Bestelautotarief voor gehandicapte personen
U betaalt minder motorrijtuigenbelasting als u uw bestelauto gebruikt voor het vervoer van een gehandicapte persoon.
Voorwaarden lager bestelautotarief voor gehandicapte personen
U betaalt een lager tarief voor uw bestelauto, als u en de bestelauto voldoen aan alle volgende voorwaarden:
- De bestelauto is ingericht voor het vervoer van een gehandicapte persoon.
- De gehandicapte persoon is aangewezen op een bestelauto voor het vervoer van zichzelf in de cabine.
- Gelijktijdig met de gehandicapte persoon vervoert de bestelauto een niet-opvouwbare rolstoel of ander hulpmiddel van deze persoon. Met een ander hulpmiddel bedoelen we een hulpmiddel dat door de handicap noodzakelijk is. Dat hulpmiddel moet zo groot en zwaar zijn, dat de gehandicapte persoon voor vervoer is aangewezen op een bestelauto.
- De bestelauto voldoet aan de inrichtingseisen voor bestelauto's.
- Voor de meeste bestelauto's geldt als inrichtingseis dat ze standaard zijn voorzien van een tussenschot. Is de vaste wand aangepast of verwijderd om een persoon met rolstoel in staat te stellen via de laadruimte in de cabine plaats te nemen? Dan kunnen wij voor deze aanpassing een uitzondering maken. U moet dan bij het verzoek een (eigen) verklaring, ombouwtekening en ombouwnota meesturen. Of, als het kenteken voor 1 juli 2005 op naam is gesteld, een ontheffing voor de plaatsing van een tussenschot. U kunt deze ontheffing aanvragen bij een bpm-aangiftepunt.
- De bestelauto wordt alleen:
- gebruikt voor het vervoer van een gehandicapte persoon
- gebruikt door de gehandicapte persoon en zijn inwonende gezinsleden voor persoonlijk gebruik
- Als het kenteken van de bestelauto op naam van iemand anders staat dan de gehandicapte persoon, dan mogen die ander en zijn inwonende gezinsleden de bestelauto ook gebruiken voor persoonlijk gebruik.
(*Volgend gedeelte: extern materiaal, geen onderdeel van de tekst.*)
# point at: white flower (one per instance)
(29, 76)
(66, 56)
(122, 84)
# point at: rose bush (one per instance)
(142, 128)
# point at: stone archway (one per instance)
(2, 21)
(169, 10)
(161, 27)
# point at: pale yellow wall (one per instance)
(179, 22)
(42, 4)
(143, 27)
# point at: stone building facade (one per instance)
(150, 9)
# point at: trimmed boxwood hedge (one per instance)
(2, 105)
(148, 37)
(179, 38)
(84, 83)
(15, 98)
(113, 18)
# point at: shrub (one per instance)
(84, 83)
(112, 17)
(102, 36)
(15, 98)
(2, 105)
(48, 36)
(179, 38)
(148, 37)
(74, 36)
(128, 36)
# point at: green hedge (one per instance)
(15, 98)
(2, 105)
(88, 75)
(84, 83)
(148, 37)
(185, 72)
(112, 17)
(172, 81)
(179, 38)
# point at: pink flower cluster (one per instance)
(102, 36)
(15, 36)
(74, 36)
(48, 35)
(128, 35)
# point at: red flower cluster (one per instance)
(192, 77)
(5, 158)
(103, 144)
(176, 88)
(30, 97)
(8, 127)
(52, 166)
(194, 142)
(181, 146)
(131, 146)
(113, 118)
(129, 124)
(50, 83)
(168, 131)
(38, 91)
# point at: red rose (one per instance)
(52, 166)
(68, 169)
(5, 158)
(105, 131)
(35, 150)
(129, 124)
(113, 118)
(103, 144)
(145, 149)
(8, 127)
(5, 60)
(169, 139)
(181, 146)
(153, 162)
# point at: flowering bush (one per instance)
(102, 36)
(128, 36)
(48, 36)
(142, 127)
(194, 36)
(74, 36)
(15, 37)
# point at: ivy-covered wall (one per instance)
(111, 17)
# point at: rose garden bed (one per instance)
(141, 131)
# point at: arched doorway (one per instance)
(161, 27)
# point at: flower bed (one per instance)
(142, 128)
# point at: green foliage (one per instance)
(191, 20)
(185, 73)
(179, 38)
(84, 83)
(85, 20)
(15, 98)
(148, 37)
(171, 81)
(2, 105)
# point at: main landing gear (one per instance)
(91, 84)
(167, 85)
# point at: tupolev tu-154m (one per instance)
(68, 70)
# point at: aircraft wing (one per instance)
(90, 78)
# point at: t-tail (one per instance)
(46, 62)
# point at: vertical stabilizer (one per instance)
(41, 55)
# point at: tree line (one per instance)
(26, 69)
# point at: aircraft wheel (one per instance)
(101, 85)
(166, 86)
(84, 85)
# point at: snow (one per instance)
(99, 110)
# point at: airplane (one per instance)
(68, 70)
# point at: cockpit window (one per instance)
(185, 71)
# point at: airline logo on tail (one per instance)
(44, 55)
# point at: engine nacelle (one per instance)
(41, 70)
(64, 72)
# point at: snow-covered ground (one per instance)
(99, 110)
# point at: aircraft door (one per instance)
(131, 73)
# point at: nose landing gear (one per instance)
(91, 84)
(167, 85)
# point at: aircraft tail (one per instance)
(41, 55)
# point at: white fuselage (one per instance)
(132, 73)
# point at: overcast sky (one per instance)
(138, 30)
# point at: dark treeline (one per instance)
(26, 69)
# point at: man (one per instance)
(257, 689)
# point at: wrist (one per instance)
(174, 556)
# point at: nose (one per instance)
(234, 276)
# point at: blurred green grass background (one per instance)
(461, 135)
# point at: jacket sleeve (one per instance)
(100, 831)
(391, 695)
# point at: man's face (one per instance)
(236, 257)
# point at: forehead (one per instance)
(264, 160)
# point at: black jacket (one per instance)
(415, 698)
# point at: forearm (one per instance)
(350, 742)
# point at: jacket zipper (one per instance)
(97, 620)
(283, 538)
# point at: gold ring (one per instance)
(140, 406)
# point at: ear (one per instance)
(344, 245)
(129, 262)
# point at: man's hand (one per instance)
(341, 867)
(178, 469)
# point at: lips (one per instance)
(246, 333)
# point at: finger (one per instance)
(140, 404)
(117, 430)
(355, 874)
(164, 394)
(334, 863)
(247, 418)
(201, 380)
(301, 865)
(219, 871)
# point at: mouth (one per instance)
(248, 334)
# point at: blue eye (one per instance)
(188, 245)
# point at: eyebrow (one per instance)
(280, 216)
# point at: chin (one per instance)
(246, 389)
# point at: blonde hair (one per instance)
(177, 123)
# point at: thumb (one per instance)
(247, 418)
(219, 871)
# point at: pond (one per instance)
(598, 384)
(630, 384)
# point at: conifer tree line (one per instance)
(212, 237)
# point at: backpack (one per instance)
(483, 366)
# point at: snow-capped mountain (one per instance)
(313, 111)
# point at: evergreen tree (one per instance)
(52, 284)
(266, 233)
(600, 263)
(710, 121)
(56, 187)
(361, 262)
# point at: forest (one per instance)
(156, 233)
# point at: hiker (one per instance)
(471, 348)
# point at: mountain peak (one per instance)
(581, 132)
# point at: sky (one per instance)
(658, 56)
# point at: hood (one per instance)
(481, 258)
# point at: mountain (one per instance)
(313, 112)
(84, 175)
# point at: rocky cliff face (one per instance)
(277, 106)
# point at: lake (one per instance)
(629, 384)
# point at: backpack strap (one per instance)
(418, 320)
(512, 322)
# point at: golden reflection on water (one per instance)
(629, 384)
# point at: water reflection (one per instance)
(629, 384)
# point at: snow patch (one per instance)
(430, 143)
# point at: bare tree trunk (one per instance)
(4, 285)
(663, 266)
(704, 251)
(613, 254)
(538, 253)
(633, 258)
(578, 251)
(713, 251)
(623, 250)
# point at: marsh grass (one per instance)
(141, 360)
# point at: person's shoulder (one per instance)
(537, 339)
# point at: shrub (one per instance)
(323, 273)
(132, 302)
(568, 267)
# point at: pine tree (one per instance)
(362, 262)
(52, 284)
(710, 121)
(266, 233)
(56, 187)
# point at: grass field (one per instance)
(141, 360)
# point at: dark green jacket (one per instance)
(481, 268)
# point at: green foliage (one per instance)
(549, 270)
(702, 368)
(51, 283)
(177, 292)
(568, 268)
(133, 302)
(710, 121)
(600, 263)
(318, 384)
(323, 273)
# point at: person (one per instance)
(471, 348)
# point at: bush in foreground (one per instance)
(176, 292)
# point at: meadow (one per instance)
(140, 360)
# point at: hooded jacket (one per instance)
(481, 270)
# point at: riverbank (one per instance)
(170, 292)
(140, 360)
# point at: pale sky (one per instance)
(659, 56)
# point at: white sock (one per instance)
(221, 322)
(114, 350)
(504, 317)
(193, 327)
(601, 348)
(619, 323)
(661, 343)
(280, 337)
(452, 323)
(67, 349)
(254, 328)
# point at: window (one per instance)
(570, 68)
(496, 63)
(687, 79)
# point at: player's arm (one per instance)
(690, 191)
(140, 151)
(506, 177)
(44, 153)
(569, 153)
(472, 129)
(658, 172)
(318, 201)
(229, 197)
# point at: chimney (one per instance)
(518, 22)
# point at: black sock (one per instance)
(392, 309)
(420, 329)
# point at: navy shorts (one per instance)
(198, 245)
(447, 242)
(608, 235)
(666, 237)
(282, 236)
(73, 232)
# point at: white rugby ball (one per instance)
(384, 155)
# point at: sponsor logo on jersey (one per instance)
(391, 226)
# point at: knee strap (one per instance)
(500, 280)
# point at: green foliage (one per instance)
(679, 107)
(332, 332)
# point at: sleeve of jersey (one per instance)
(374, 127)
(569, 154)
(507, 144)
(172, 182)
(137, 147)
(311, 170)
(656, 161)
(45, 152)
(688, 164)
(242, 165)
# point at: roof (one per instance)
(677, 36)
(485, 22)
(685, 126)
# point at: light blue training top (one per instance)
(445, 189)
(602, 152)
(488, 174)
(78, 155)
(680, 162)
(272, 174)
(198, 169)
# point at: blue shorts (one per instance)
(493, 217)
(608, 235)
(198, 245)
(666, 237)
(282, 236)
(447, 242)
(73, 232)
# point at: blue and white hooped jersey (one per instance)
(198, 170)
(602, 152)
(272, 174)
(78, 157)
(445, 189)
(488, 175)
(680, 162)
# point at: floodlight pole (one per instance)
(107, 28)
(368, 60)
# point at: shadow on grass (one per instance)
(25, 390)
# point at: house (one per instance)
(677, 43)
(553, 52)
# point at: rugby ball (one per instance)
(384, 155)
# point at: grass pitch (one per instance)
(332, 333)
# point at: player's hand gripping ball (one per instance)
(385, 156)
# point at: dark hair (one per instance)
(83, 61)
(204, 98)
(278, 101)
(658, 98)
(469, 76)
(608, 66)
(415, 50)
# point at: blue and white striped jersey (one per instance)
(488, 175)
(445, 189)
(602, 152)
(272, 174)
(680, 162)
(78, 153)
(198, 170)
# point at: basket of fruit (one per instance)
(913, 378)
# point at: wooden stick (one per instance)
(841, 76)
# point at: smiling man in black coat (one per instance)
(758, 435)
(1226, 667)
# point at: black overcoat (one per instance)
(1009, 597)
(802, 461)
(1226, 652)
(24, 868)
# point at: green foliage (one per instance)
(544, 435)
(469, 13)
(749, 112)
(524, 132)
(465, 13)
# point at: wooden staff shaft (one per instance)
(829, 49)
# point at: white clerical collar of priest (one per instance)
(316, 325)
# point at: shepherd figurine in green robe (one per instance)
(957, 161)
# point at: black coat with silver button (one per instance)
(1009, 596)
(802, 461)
- Het verzoek voor het lagere bestelautotarief moet voor het begin van de periode waarover u belasting betaalt bij ons binnen zijn. Gebruik hiervoor het formulier 'Verzoek motorrijtuigenbelasting bestelautotarief voor gehandicapte personen'.
- Als de bestelauto op naam van iemand anders dan de gehandicapte persoon staat, moeten de gehandicapte persoon en die ander een gezamenlijk verzoek doen voor het toepassen van het lage tarief voor de motorrijtuigenbelasting.
- Het lagere tarief voor de motorrijtuigenbelasting geldt voor 1 bestelauto per gehandicapte persoon.
Geef veranderingen aan ons door
Betaalt u het lagere bestelautotarief voor gehandicapte personen, maar verandert er iets aan uw situatie? Of voldoet uw bestelauto niet meer aan de voorwaarden voor dit tarief? Geef dit dan aan ons door met het formulier Aangifte motorrijtuigenbelasting verandering aan het motorrijtuig. Het overlijden van de gehandicapte persoon en de gevolgen daarvan voor de tenaamstelling moet u ook doorgeven.
Overlijden gehandicapte persoon
Als een gehandicapte persoon overlijdt, kunnen wij het lage bestelautotarief nog 4 kwartalen na het lopende kwartaal toepassen. Vanaf het 5e kwartaal na het overlijden geldt dan het normale tarief voor de bestelauto. Het lage tarief blijft alleen gelden als 1 van de volgende situaties van toepassing is:
- De bestelauto stond op het moment van overlijden op naam van de gehandicapte persoon. Na het overlijden zet een inwonend gezinslid uit het gezin van de gehandicapte persoon de bestelauto op diens eigen naam. En dit blijft minimaal 4 kwartalen zo.
- De bestelauto stond op het moment van overlijden op naam van een ander dan de gehandicapte persoon. En de bestelauto blijft minimaal 4 kwartalen op naam van die ander staan.